This story first appeared in the October 2015 edition of the Arsenal Magazine.
After four rounds of the current Premier League season, just 35 per cent of all victories had come in home matches. That’s compared to an overall home win rate throughout the Premier League era of 63 per cent.
Arsenal’s own form at Emirates Stadium had also stuttered lately, yet on the road the Gunners have lost just one of the last 14 matches, a run stretching back to January. In fact, over the last 44 league games, Arsène Wenger’s men have taken exactly the same number of points at home as they have away.
So is this a sign that playing in front of your own fans doesn’t offer as much advantage as it did in the past?

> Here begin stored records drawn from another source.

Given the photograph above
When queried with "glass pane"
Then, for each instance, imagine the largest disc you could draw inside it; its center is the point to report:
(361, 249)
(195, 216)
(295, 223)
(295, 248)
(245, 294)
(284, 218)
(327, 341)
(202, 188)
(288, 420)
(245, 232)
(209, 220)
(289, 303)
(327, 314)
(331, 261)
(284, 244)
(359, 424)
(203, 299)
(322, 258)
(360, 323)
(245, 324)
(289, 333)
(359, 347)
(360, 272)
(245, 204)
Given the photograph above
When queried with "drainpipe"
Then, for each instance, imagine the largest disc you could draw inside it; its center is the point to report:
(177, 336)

The boss is not convinced. Speaking exclusively to the Arsenal Magazine, the manager said there may be explanations for this trend, but stated that the Emirates faithful have a bigger part to play than ever before when it comes to supporting the team and influencing results.
This season in the Premier League there have been nine home wins, compared to 17 away. Has that surprised you, and what do you think it's down to?
I think it’s hugely surprising – it’s a huge surprise. It’s absolutely against all the rules that exist in the history of the game. But you have to be cautious because it’s only over a short period of time. I don’t believe these numbers will still stand at the end of the Premier League season, so the distance is not big enough yet to come to a definite conclusion.
But, saying that, this could indicate that the transitional side of the game has become more important. The speed of going from defence to offence is higher, and that we have more players in the league now who can absorb the distances we have to cover. There are lots of players who are quick in transition and have the physical qualities to cover 70 yards at a good pace.
When you prepare for a game, how much does the fact it's a home or away fixture affect your preparation?
I would say 90 per cent doesn’t change regardless of whether it’s home or away. I think at the end of the day it’s more down to how quickly we pass the ball, and move that will create the difference on the day.
But you do think we face tight lines at home, especially at the moment. So at home you think you select more players who can play through the lines, players who can be quick on the counter-attack three or four times per half, and choose players who can make runs behind defenders. What’s vital as well is having speed and players who can break on the flanks.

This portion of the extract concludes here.